A better approach is to validate and empathize with their feelings — even if you don’t understand why they are so upset is showing empathy in your sentences such as;

“I feel upset when I cannot do what I want.”

When your kid weeps because you told them that they couldn’t go to the park until they clear up their room.” Sometimes it’s challenging to continue working even if I don’t want it.”

When your child sees you understand how they feel inside them, they will feel less obliged to show you how their behavior makes them feel. So, instead of screaming and crying to show you that they are angry, they will feel better if you have demonstrated that they are upset.

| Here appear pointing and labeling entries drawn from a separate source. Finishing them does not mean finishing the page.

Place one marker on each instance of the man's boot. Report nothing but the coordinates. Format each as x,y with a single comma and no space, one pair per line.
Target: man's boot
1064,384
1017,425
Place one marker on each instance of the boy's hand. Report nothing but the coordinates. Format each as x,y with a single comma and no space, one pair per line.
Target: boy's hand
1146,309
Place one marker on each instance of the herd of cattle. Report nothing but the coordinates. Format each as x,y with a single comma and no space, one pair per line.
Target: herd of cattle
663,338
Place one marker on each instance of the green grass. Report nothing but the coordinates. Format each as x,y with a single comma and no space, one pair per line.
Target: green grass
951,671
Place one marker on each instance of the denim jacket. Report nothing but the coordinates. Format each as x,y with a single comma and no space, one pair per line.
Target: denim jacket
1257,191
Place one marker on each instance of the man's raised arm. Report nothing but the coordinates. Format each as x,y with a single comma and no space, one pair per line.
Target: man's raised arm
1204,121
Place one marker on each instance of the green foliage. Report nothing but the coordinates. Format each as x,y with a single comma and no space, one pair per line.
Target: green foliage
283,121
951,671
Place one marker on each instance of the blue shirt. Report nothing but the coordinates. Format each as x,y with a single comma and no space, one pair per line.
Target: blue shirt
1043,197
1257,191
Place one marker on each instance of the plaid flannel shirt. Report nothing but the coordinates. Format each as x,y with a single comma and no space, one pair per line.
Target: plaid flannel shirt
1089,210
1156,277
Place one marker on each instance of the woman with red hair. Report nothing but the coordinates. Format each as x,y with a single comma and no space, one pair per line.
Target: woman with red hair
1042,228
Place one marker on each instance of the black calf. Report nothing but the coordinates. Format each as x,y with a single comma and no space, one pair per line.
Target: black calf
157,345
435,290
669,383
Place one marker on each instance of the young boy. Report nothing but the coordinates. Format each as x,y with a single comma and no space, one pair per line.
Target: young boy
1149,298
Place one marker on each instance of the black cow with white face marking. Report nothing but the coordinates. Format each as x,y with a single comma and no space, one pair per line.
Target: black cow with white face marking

3. Model suitable expressive feelings Model

Children must know how to express their emotions socially. So “My feelings are hurt,” or drawing a photo of a sad face might be helpful, and it’s not okay to scream and throw things.

Your child is best taught how to express feelings by shaping these skills himself.

Practice and speak with feeling words in your daily conversation. For example, tell things such as: “I’m upset when I see kids in the playground being mean,” or “I’m happy to get our friends to have dinner.”

Studies show emotionally intelligent parents have emotionally intelligent children more likely. Therefore, make it a practice to focus clearly on building your skills so that your child can play an effective role model.

4. Teach healthy skills in coping

When children understand their emotions, they must learn to deal healthily with these emotions. It can be complicated for younger people to calm down, cheer up, or face their fears.

Teach skills in particular. For example, when you are angry to calm your body, it could help your child learn how to take a few deep breaths. A child-friendly way of teaching you to take “bubble breaths,” to blow through your nose, and to blow through the mouth, as if it blows through a bubble wall.

You can also help a kit to help your child control their feelings. A coloring book, a favorite joke book, soothing music, and good-scented lotions are several objects that can help your senses and emotions to calm. In a special box, put the items that they adorn. Then, as soon as they’re upset, remind them to use their tools to manage their emotions.

5. Develop skills for problem-solving

Emotional intelligence builds on learning how problems are solved. It is time to work out how the problem itself is fixed after feelings have been marked and addressed.

Your child may be angry that your sister continues to interrupt her while playing a video game. Help them find at least five ways of solving this problem. There must be no good ideas for solutions. At first, the aim is to brainstorm ideas.

Once at least five possible solutions have been identified, help them assess each other’s advantages and disadvantages. Then, please encourage them to choose the best choice.

When your child makes mistakes, do what it could and what it could do to solve any persistent problems. Try to be a coach instead of a problem solver. Guide if needed, but work to make sure your child can solve problems in peace and efficiency by himself.

6. Make the ongoing goal of emotional intellect

Regardless of your child’s emotional cleverness, improvement is always available. Throughout childhood and adolescence, there are also some ups and downs. As they get older, they will probably face barriers to their abilities. Make it an objective to include skill-building in your daily lives. Talk about feelings every day when your child is young.

Talking about characters’ emotions may be felt in books or films. For example, discuss better ways to solve problems or use characters’ strategies to treat others with respect.

Talk about real situations when your child gets older, whether they find things in their daily lives or a problem about which you read the news. Make it a continuous discussion.

Use the mistakes of your child as opportunities for improvement. For example, take time to talk about how to do better in the future if you act because they are angry or because you hurt someone’s feelings. Your child can develop the emotional intelligence and strength to succeed in your life with continuous support and guidance.